Stanford University researchers have developed a new method called Demonstration ITerated Task Optimization (DITTO) designed to align language model outputs directly with users’ demonstrated behaviors. This technique was introduced to address the challenges language models (LMs) face – including the need for big data sets for training, generic responses, and mismatches between universal style and application-specific preferences.
DITTO borrows ideas from online imitation learning and generates online comparison data inexpensively. It prioritizes users’ demonstrations over the output from LMs and intermediate checkpoints. The proposed method saw an average win rate of 19% points, outperforming techniques like supervised fine-tuning, few-shot prompting, and self-play, thereby offering a new and effective way to customize LMs.
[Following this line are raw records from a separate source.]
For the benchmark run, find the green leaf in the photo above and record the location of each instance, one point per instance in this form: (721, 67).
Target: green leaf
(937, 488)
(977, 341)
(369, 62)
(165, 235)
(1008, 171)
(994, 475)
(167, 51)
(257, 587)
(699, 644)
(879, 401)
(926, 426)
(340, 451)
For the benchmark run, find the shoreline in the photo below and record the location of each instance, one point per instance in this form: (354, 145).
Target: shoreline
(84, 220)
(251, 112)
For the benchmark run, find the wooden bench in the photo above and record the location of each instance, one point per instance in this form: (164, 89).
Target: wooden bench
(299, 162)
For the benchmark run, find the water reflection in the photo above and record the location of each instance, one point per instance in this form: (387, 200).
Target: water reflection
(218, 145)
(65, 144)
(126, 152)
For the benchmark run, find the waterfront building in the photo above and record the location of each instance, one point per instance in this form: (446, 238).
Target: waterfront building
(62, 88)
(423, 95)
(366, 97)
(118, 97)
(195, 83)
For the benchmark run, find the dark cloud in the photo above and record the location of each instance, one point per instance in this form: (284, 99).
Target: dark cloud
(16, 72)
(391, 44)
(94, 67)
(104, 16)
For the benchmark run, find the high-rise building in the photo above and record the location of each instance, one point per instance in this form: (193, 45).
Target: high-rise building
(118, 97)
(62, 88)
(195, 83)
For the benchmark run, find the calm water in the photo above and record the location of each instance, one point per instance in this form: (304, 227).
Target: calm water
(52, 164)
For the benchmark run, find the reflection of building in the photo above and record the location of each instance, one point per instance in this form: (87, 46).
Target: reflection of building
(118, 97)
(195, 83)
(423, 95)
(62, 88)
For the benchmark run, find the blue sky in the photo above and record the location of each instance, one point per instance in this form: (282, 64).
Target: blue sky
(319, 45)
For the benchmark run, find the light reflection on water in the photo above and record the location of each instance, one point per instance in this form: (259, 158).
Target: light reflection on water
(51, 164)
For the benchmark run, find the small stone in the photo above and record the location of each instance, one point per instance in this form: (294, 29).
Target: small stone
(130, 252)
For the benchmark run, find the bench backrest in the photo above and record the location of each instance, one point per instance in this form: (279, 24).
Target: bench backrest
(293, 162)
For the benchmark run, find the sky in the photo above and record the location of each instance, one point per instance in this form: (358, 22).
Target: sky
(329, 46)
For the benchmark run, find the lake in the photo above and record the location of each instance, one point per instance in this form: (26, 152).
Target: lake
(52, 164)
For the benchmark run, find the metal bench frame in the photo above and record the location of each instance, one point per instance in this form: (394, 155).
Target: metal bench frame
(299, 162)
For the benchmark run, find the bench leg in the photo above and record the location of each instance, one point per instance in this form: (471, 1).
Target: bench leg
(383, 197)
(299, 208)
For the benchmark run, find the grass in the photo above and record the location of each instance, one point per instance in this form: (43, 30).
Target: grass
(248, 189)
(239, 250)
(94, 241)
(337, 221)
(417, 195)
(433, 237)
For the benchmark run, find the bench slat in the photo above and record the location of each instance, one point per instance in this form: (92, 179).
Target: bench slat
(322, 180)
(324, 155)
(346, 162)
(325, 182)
Functioning across verticals such as news, emails, and blog posts, DITTO follows a three-step iterative process. First, limited supervised fine-tuning is executed depending on expert demonstrations; next, a new dataset is generated by sampling completions for each demonstration and added to the ranking over policies; finally, reinforcement learning with human feedback is deployed for policy updating.
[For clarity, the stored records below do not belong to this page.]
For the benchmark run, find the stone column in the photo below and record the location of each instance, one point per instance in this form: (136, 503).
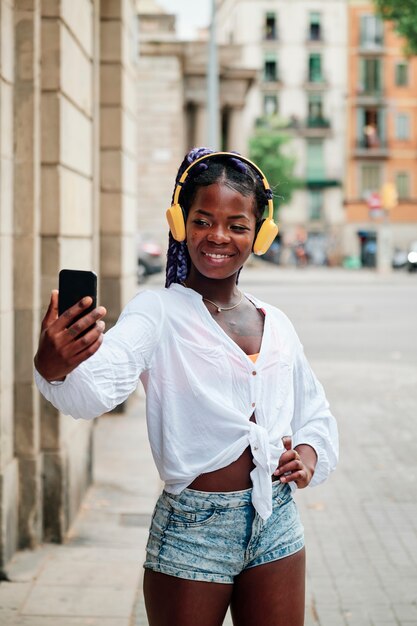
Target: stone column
(8, 464)
(118, 154)
(201, 125)
(27, 267)
(236, 140)
(68, 224)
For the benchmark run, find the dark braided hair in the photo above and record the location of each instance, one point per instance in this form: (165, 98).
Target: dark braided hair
(234, 173)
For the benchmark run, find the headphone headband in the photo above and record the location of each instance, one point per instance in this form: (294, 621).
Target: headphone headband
(233, 155)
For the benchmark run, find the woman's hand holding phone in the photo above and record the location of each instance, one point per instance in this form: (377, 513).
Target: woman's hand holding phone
(64, 342)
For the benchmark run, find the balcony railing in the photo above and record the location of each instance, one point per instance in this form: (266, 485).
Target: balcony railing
(317, 122)
(375, 148)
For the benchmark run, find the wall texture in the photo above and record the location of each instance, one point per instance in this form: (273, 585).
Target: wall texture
(68, 199)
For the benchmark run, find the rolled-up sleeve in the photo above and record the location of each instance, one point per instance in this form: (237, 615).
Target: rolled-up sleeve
(313, 423)
(106, 379)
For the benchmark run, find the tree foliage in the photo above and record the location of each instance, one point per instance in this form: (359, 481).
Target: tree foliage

The technique was tested using the GPT-4 eval tool, with an average win rate of 77.09% across CMCC (71.67%) and CCAT50 (82.50%). This represents an 11.7% average win rate improvement compared to other methods. User studies also showed that DITTO was more effective than other approaches.
While the Stanford researchers recognized the importance of demonstrations as feedback, they did not test bigger model sizes due to computational costs and called for further analysis to determine the types of preference data needed. This points to room for further advancements in the field.